There are substantial individual expenses for salaries, administration and some road equipment.

The real estate tax remains at .125 mills. A mill is a tax of $1 of every $1,000 of assessed property.

When Guenther and township secretary Dawn Maciejezyk were asked what their priorities were for projects to support, they agreed that the top choice is completing a sidewalk on State Road near the Avon Grove High School. They also pointed to London Grove’s “honor” of having 62 bridges, the most of any township in Chester County. They have allotted $493,000 in 2021 and $495,000 in 2022 for repair and replacement of those bridges.

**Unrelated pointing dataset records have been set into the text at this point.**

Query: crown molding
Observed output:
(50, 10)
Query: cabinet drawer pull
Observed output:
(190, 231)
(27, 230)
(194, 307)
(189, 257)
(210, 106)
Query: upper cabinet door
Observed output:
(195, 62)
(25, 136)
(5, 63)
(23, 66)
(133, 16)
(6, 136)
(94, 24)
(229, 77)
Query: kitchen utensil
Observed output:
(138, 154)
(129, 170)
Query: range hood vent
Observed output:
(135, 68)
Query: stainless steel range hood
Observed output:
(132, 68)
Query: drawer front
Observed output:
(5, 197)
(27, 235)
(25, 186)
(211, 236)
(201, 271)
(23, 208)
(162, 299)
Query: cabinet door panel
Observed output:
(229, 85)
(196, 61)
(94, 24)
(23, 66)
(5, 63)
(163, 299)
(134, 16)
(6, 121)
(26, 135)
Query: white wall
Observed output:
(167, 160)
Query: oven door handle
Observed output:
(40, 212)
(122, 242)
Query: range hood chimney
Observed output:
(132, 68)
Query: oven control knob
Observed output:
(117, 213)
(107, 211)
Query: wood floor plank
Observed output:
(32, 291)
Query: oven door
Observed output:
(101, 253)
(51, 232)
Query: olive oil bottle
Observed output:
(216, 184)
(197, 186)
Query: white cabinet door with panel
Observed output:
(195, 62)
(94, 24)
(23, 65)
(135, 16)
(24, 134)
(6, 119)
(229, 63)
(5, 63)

Some expense items are hard to predict. Guenther said one example is road salt which they use in response to bad winter weather. Inasmuch as London Grove’s leadership and residents in general have a reputation for their environmental consciousness and awareness of the stress salt puts on the roads and ground, in this township they use a use a beet juice combination for melting the ice on the roads.

“It’s not red,” Guenther said of the mixture.

She added that, in an effort to keep costs down, they buy as much as they can at the end of the season to stock up and get prepared for the next winter.  

At the Dec. 11 meeting, they said goodbye to supervisors Richard Scott Harper and Thomas Szakas. Those outgoing supervisors will be replaced at the Jan. 6 reorganization meeting by Kevin Runey and Christine Allison. Future meetings after January are held on the second Wednesday of the month.